End-to-End Retail Data Platform on GCP

From two raw CSV files to a live analytics dashboard

Project Overview

UK giftware retailer, production-grade analytics platform built from scratch

Data Pipeline

Raw CSVs → dbt transformations → star schema

Infrastructure

GCP services provisioned and automated with Terraform

BI Layer

Looker Studio dashboards answering the four business questions

Part 1

Data Pipeline

Part 1: Data Pipeline

Business Problem

UK retailer, 38 countries, raw CSV data, not clean, not structured, not usable for analytics

InvoiceNo	StockCode	Quantity	InvoiceDate	CustomerID
536365	85123A	6	12/1/10 8:26	17850
C536379	D	-1	12/1/10 9:41	14527
536370	POST	3	12/1/10 8:45	12583

✗ C-prefixed invoices: cancellations with negative quantities
✗ POST, D stock codes: non-product rows
✗ Dates stored as text, two different formats in the same column
✗ Same StockCode with different descriptions and prices

Part 1: Data Pipeline

Four Questions They Couldn't Answer

Which countries generate the most revenue?
Which products sell the most?
How does revenue trend month over month?
Who are our highest-value customers?

Part 1: Data Pipeline

The Approach

Raw files must be loaded, then cleaned, structured, and modelled before they can answer anything

The Pattern

ELT

Extract: pull raw CSV files
Load: drop them into BigQuery as-is
Transform: clean and model inside the warehouse
Unlike ETL, transformation happens after loading, leveraging the warehouse's compute power.

The Tool

dbt

Data Build Tool: defines SQL transformations as versioned, testable models.
It is the T in ELT.
Each model is a .sql file. dbt compiles, runs, and tests them against the warehouse in the right order.

Part 1: Data Pipeline

dbt Transformations

Model	Problem	Solution
`dim_datetime`	Dates as text, two formats	`PARSE_DATETIME` selected by string length
`dim_product`	`StockCode` not unique	Surrogate key = `hash(code + desc + price)`
`dim_customer`	No ISO codes, duplicates	Deduplicate + join country reference
`fct_invoices`	Returns, noise, no totals	Filter `Qty > 0` + compute `Qty × Price`

541,909 raw rows → 397,884 validated sale facts · Tests: unique, not_null, relationships

Part 1: Data Pipeline

Star Schema

A modelling pattern where one central fact table is surrounded by dimension tables, like a star. Optimised for analytical queries.

Dimension tables

Describe the context of an event, who bought, what product, when it happened. Rows are entities: customers, products, dates.

Fact table

Records the events themselves, one row per sale. Stores measurable values (quantity, revenue) and foreign keys pointing to each dimension.

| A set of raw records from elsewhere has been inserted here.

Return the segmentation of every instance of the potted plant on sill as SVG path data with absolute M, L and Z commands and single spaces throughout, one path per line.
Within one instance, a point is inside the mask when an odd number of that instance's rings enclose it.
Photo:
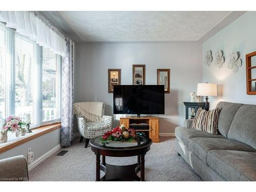
M 19 134 L 24 135 L 26 133 L 26 128 L 24 126 L 26 123 L 22 118 L 15 115 L 10 115 L 5 119 L 2 123 L 2 130 L 0 131 L 0 143 L 4 143 L 7 141 L 8 131 L 12 133 L 16 133 L 16 136 L 18 137 Z

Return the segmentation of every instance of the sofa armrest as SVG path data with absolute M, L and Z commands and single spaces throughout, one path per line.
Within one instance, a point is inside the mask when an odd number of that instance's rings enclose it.
M 193 119 L 186 119 L 184 121 L 184 127 L 186 128 L 190 128 L 192 125 Z
M 28 181 L 27 160 L 23 155 L 0 160 L 1 181 Z

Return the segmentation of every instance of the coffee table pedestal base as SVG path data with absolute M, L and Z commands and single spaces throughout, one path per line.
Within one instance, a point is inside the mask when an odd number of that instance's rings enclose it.
M 100 170 L 105 175 L 100 181 L 141 181 L 137 175 L 140 170 L 140 165 L 137 163 L 129 165 L 114 165 L 106 163 L 100 164 Z

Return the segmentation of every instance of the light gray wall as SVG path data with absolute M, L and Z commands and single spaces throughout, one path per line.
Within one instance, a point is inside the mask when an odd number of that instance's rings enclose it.
M 27 158 L 28 149 L 34 152 L 34 161 L 60 143 L 60 129 L 37 137 L 16 147 L 0 154 L 0 159 L 23 155 Z
M 246 94 L 245 55 L 256 51 L 256 12 L 247 12 L 203 44 L 203 54 L 211 50 L 214 62 L 203 65 L 203 81 L 218 84 L 218 96 L 211 97 L 210 108 L 220 101 L 256 104 L 256 95 Z M 214 64 L 215 54 L 223 50 L 225 59 L 221 69 Z M 237 73 L 227 68 L 228 55 L 239 52 L 242 66 Z
M 170 92 L 165 94 L 165 114 L 160 115 L 160 133 L 173 133 L 185 119 L 183 102 L 190 100 L 202 81 L 202 44 L 77 44 L 74 102 L 102 101 L 113 115 L 113 94 L 108 93 L 108 69 L 121 69 L 121 84 L 132 84 L 133 64 L 146 65 L 146 84 L 157 84 L 157 69 L 170 69 Z M 114 115 L 115 126 L 120 115 Z M 77 131 L 75 127 L 75 132 Z

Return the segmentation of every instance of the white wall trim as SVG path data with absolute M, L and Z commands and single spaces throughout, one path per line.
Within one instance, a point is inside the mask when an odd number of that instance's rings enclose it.
M 34 168 L 35 168 L 36 166 L 39 165 L 48 157 L 50 157 L 52 155 L 53 155 L 54 153 L 58 151 L 61 148 L 61 146 L 60 144 L 59 144 L 57 146 L 55 146 L 49 152 L 46 153 L 41 157 L 36 159 L 35 161 L 32 162 L 32 163 L 28 165 L 29 172 L 31 171 Z
M 175 135 L 173 133 L 162 133 L 159 134 L 160 137 L 175 137 Z

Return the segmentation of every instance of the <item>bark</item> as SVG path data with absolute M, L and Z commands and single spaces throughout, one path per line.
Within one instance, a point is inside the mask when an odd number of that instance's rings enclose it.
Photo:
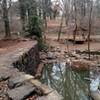
M 9 17 L 8 17 L 8 8 L 7 8 L 7 0 L 3 0 L 3 20 L 4 20 L 4 27 L 5 27 L 5 37 L 10 38 L 10 25 L 9 25 Z
M 91 26 L 92 26 L 92 7 L 93 7 L 93 4 L 92 4 L 92 1 L 90 2 L 91 3 L 91 7 L 90 7 L 90 15 L 89 15 L 89 34 L 88 34 L 88 53 L 89 53 L 89 60 L 90 60 L 90 36 L 91 36 Z
M 63 15 L 61 17 L 60 28 L 59 28 L 59 32 L 58 32 L 58 41 L 60 40 L 62 25 L 63 25 Z

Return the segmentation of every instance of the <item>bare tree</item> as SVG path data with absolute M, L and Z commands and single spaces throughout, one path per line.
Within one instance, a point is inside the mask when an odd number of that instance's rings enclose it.
M 2 1 L 2 9 L 3 9 L 3 20 L 5 25 L 5 37 L 11 38 L 7 0 Z
M 91 36 L 91 26 L 92 26 L 92 10 L 93 10 L 93 1 L 90 1 L 90 14 L 89 14 L 89 33 L 88 33 L 88 53 L 90 60 L 90 36 Z

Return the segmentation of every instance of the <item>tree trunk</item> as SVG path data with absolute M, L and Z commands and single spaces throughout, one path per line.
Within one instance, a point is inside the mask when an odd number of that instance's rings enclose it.
M 62 25 L 63 25 L 63 14 L 62 14 L 62 17 L 61 17 L 61 22 L 60 22 L 60 27 L 59 27 L 59 32 L 58 32 L 58 41 L 60 40 Z
M 93 1 L 90 1 L 90 15 L 89 15 L 89 34 L 88 34 L 88 53 L 89 53 L 89 60 L 90 60 L 90 36 L 91 36 L 91 26 L 92 26 L 92 7 L 93 7 Z
M 7 0 L 3 0 L 3 20 L 4 20 L 4 27 L 5 27 L 5 37 L 11 38 Z

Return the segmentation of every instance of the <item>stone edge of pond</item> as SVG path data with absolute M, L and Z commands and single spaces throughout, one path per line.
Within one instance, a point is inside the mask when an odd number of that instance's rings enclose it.
M 38 53 L 35 53 L 34 50 L 37 51 L 37 49 L 35 48 L 37 48 L 37 42 L 35 42 L 34 45 L 31 44 L 31 46 L 19 48 L 18 51 L 14 51 L 11 54 L 8 54 L 6 60 L 4 60 L 3 62 L 4 64 L 0 66 L 0 79 L 2 79 L 1 81 L 4 81 L 6 77 L 8 79 L 7 85 L 9 89 L 7 90 L 7 95 L 12 100 L 25 100 L 25 98 L 34 91 L 34 87 L 38 87 L 44 91 L 45 96 L 43 97 L 45 98 L 45 100 L 61 100 L 60 95 L 55 90 L 42 84 L 39 80 L 34 79 L 34 76 L 29 75 L 29 73 L 26 74 L 27 72 L 25 73 L 25 70 L 19 70 L 14 66 L 15 62 L 23 60 L 23 55 L 32 55 L 30 54 L 30 51 L 32 50 L 34 52 L 33 56 L 35 57 L 30 57 L 31 60 L 33 60 L 33 58 L 36 58 L 38 60 L 39 56 L 37 57 Z M 30 60 L 30 58 L 28 60 Z M 9 60 L 9 62 L 6 62 L 7 60 Z M 43 97 L 39 98 L 42 100 Z

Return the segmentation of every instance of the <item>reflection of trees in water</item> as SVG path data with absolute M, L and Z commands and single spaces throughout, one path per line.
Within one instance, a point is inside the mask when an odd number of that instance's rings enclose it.
M 86 73 L 82 73 L 82 77 L 85 76 Z M 64 100 L 88 100 L 88 85 L 64 63 L 46 64 L 42 82 L 56 89 Z

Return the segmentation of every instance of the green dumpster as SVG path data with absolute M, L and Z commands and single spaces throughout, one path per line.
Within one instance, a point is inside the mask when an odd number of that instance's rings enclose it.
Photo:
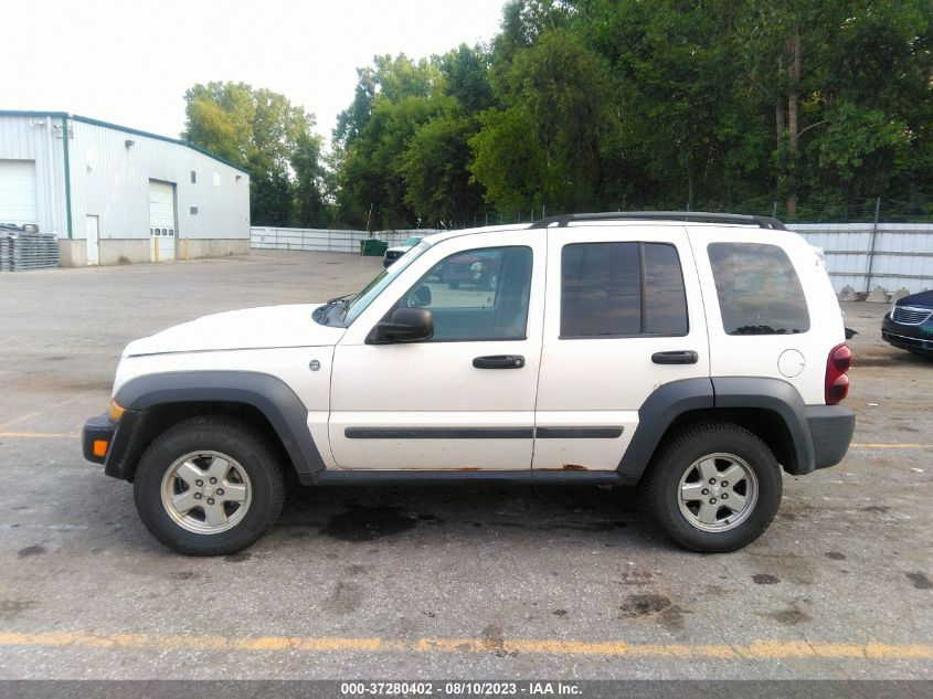
M 386 247 L 389 247 L 389 243 L 378 241 L 374 237 L 360 241 L 360 254 L 365 257 L 382 257 Z

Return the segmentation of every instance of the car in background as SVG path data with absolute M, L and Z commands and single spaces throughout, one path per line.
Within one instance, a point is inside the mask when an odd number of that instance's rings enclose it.
M 933 292 L 899 299 L 881 321 L 881 339 L 914 354 L 933 357 Z
M 388 267 L 393 262 L 399 260 L 402 255 L 409 252 L 412 247 L 421 243 L 423 239 L 418 235 L 413 235 L 412 237 L 407 239 L 401 245 L 395 245 L 394 247 L 390 247 L 385 251 L 385 254 L 382 256 L 382 266 Z

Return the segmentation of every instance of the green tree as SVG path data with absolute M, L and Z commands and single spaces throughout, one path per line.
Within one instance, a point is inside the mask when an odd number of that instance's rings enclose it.
M 469 117 L 436 116 L 415 131 L 402 153 L 404 200 L 422 224 L 463 225 L 483 208 L 483 189 L 469 177 L 467 141 L 477 129 L 476 119 Z
M 369 121 L 342 157 L 338 206 L 344 222 L 364 225 L 369 219 L 373 230 L 415 224 L 417 213 L 405 200 L 405 152 L 417 129 L 454 104 L 443 95 L 397 103 L 377 97 Z
M 318 182 L 310 173 L 320 167 L 314 115 L 291 105 L 284 95 L 245 83 L 194 85 L 184 99 L 182 138 L 250 171 L 253 222 L 309 223 L 305 221 L 309 210 L 303 202 L 321 199 L 320 191 L 310 191 Z M 298 192 L 294 191 L 293 172 L 298 177 Z M 294 212 L 296 197 L 299 206 Z

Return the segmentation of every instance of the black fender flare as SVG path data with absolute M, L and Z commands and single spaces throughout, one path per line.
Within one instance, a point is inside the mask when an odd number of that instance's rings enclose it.
M 794 463 L 785 464 L 789 473 L 814 470 L 814 446 L 803 396 L 786 381 L 759 377 L 681 379 L 659 386 L 638 409 L 638 427 L 616 470 L 640 477 L 667 430 L 685 413 L 743 407 L 771 412 L 782 421 L 792 442 Z
M 130 379 L 114 400 L 144 412 L 168 403 L 243 403 L 268 420 L 300 475 L 325 469 L 311 433 L 308 410 L 282 379 L 254 371 L 176 371 Z

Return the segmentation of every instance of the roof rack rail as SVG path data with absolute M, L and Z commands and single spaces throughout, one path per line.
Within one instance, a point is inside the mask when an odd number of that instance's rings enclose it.
M 541 219 L 529 229 L 547 229 L 556 223 L 563 227 L 572 221 L 697 221 L 703 223 L 738 223 L 756 225 L 771 231 L 786 231 L 787 226 L 771 216 L 754 216 L 741 213 L 709 213 L 706 211 L 607 211 L 604 213 L 568 213 Z

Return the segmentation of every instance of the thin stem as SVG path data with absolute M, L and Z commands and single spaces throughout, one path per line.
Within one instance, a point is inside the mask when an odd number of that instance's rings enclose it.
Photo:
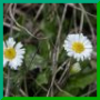
M 10 68 L 8 67 L 8 80 L 7 80 L 7 88 L 6 88 L 6 94 L 4 97 L 9 97 L 9 90 L 10 90 Z

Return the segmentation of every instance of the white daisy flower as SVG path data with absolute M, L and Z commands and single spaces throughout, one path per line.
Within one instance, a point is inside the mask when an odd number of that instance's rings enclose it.
M 3 41 L 3 67 L 8 66 L 14 70 L 22 64 L 24 49 L 22 43 L 16 41 L 13 38 L 9 38 L 6 42 Z
M 77 61 L 91 58 L 92 44 L 82 33 L 68 34 L 63 47 L 68 56 L 73 57 Z

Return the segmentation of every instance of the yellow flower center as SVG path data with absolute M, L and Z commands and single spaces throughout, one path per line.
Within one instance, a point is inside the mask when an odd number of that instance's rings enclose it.
M 14 48 L 4 49 L 3 54 L 4 54 L 4 58 L 12 60 L 16 57 L 16 50 L 14 50 Z
M 77 53 L 81 53 L 84 50 L 84 46 L 81 42 L 73 42 L 72 50 L 76 51 Z

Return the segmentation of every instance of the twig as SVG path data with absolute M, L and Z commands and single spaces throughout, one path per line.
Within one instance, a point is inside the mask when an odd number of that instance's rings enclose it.
M 53 50 L 53 56 L 52 56 L 52 81 L 49 88 L 49 91 L 47 93 L 47 96 L 49 96 L 50 91 L 51 91 L 51 97 L 53 96 L 53 82 L 54 82 L 54 78 L 56 78 L 56 70 L 57 70 L 57 61 L 58 61 L 58 53 L 59 53 L 59 43 L 60 43 L 60 36 L 61 36 L 61 30 L 62 30 L 62 24 L 66 18 L 66 13 L 67 13 L 67 7 L 68 4 L 64 4 L 64 9 L 62 12 L 62 18 L 61 18 L 61 22 L 59 24 L 59 30 L 58 30 L 58 36 L 57 36 L 57 41 L 56 41 L 56 47 Z
M 91 91 L 88 91 L 87 93 L 84 93 L 84 94 L 82 94 L 82 96 L 80 96 L 80 97 L 86 97 L 86 96 L 88 96 L 88 94 L 91 94 L 91 93 L 94 92 L 96 90 L 97 90 L 97 88 L 92 89 Z
M 70 94 L 69 92 L 62 90 L 62 89 L 58 86 L 58 83 L 57 83 L 56 81 L 54 81 L 54 84 L 56 84 L 56 87 L 58 88 L 58 90 L 59 90 L 60 92 L 63 92 L 64 94 L 67 94 L 67 97 L 73 97 L 73 96 Z
M 7 80 L 7 88 L 6 88 L 6 94 L 4 97 L 9 97 L 10 93 L 10 68 L 8 67 L 8 80 Z
M 83 28 L 83 16 L 84 16 L 84 13 L 82 11 L 81 12 L 81 19 L 80 19 L 80 30 L 79 30 L 79 32 L 82 32 L 82 28 Z
M 37 14 L 36 14 L 36 17 L 34 17 L 34 20 L 37 20 L 37 19 L 39 18 L 39 16 L 40 16 L 43 7 L 44 7 L 44 3 L 42 3 L 42 4 L 40 6 L 40 8 L 39 8 L 39 10 L 38 10 L 38 12 L 37 12 Z
M 16 13 L 16 8 L 17 8 L 17 3 L 13 4 L 13 9 L 12 9 L 12 13 L 13 13 L 13 17 L 14 17 L 14 13 Z M 13 31 L 13 20 L 11 20 L 11 23 L 10 23 L 10 36 L 12 37 L 12 31 Z
M 23 26 L 19 24 L 19 23 L 17 22 L 17 20 L 14 19 L 13 14 L 12 14 L 11 8 L 12 8 L 12 3 L 10 4 L 10 8 L 9 8 L 9 14 L 10 14 L 11 19 L 14 21 L 14 23 L 16 23 L 20 29 L 24 30 L 29 36 L 31 36 L 31 37 L 33 37 L 33 38 L 36 38 L 36 39 L 48 39 L 48 37 L 38 38 L 38 37 L 33 36 L 33 33 L 31 33 L 27 28 L 24 28 Z
M 79 10 L 79 11 L 82 11 L 82 9 L 80 9 L 80 8 L 78 8 L 77 6 L 71 6 L 71 4 L 68 4 L 68 6 L 70 6 L 71 8 L 73 8 L 73 9 L 77 9 L 77 10 Z M 86 11 L 86 13 L 88 14 L 88 16 L 90 16 L 90 17 L 93 17 L 94 19 L 97 19 L 97 16 L 94 16 L 94 14 L 91 14 L 90 12 L 88 12 L 88 11 Z
M 6 26 L 8 28 L 11 28 L 10 23 L 7 23 L 7 22 L 3 22 L 3 26 Z M 16 31 L 20 31 L 20 29 L 17 28 L 16 26 L 13 26 L 12 29 L 16 30 Z
M 73 9 L 73 21 L 74 21 L 74 30 L 76 30 L 76 33 L 77 33 L 77 19 L 76 19 L 76 9 Z
M 94 41 L 94 30 L 93 30 L 92 23 L 91 23 L 89 17 L 87 16 L 83 6 L 82 6 L 81 3 L 79 3 L 79 6 L 80 6 L 80 8 L 82 9 L 82 11 L 83 11 L 83 13 L 84 13 L 84 16 L 86 16 L 86 19 L 87 19 L 87 21 L 88 21 L 88 23 L 89 23 L 89 27 L 90 27 L 90 31 L 91 31 L 91 33 L 92 33 L 92 41 Z

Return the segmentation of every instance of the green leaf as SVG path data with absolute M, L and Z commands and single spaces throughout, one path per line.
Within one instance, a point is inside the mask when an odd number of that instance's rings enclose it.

dim_customer (4,380) · dim_product (16,282) · dim_datetime (23,260)
→ fct_invoices (397,884 rows)

Star schema diagram, dimensions surrounding fct_invoices

Part 1: Data Pipeline

Report Layer

Pre-aggregated for Looker Studio, one model per business question

report_customer_invoices

Countries

Groups by country + ISO code
→ revenue, invoice count, top 10

report_product_invoices

Products

Groups by stock code + description
→ total quantity sold, top 10

report_year_invoices

Revenue over Time

Groups by year + month
→ invoice count, total revenue

Part 2

Infrastructure

Part 2: Infrastructure

GCP Architecture

Part 2: Infrastructure

GCP Components

Component	Role
GCS	Raw CSV file storage, where the data journey begins
Eventarc	Fires on `object.finalized`: zero lag, reacts on file landing
Cloud Workflows	Orchestrates: load CSVs first → then trigger dbt
BigQuery	3 datasets: `raw`, `transform`, `report`
Cloud Run Job	Runs dbt Docker image on demand, stateless, exits when done
Secret Manager	BigQuery credentials, no passwords hardcoded
Artifact Registry	Stores the dbt Docker image
Cloud Build	CI/CD: rebuilds and pushes the dbt image on git push

Part 2: Infrastructure

Terraform

Infrastructure as Code: every GCP resource in version-controlled files

modules/platform

Platform

GCS buckets, IAM service accounts, API enablement, Artifact Registry

modules/pipeline

Pipeline

Cloud Workflows, Eventarc trigger, Cloud Run Job, Secret Manager

modules/observability

Observability (planned)

Monitoring dashboards, alerting, pipeline health tracking

terraform apply → creates every resource from scratch
Reproducible: deploy identically to dev, staging, prod
Every IAM permission is a line of code, not a console click

Part 3

BI Layer

Part 3: BI Layer

Answering the Business Questions

Looker Studio → BigQuery → report dataset · View live dashboard

Which countries generate most revenue?

report_customer_invoices · Bar chart

Which products sell the most?

report_product_invoices · Bar chart

How does revenue trend month over month?

report_year_invoices · Line chart

Who are our highest-value customers?

Custom BigQuery query on raw_invoice · Horizontal bar by revenue

Expected: UK dominates · Q4 spike (Oct to Dec) · small decorative items drive volume

From two CSV files and four unanswered questions
to a fully automated, tested, event-driven analytics platform.
Zero manual steps between data landing and dashboard updating.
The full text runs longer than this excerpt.